Illinois lawmakers are considering new disclosure requirements for lobbyists and public officials in response to an ongoing federal public corruption probe that has ensnared politicians from Chicago City Hall to the Capitol in Springfield.
The proposal from Democrats comes on the final day of the General Assembly’s fall veto session, which began in late October as then-state Rep. Luis Arroyo was being charged in federal court with bribing a state senator to support sweepstakes gaming legislation that would have benefited one of Arroyo’s City Hall lobbying clients.
Democratic leaders are proposing a joint House-Senate committee be formed to examine and propose changes to the state’s lobbying and ethics laws.

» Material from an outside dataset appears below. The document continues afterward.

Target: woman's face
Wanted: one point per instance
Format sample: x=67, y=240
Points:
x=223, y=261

The panel would issue a report by March 31.
“We need to do it in a thoughtful, systematic and comprehensive way," House Democratic leader Greg Harris of Chicago said Thursday at a House committee hearing.
A separate but related measure would strengthen the statements of economic interest state officials are required to file annually, mandating that officials answer all questions and providing examples of how to answer them.
The measure also would require more disclosure by state lobbyists, including making them disclose any unit of local government that they lobby and any elected or appointed office they hold.
House Republican leader Jim Durkin of Western Springs, whose caucus has issued repeated calls for overhauling lobbying and ethics laws, said there was no input from the GOP on the proposals Democrats introduced.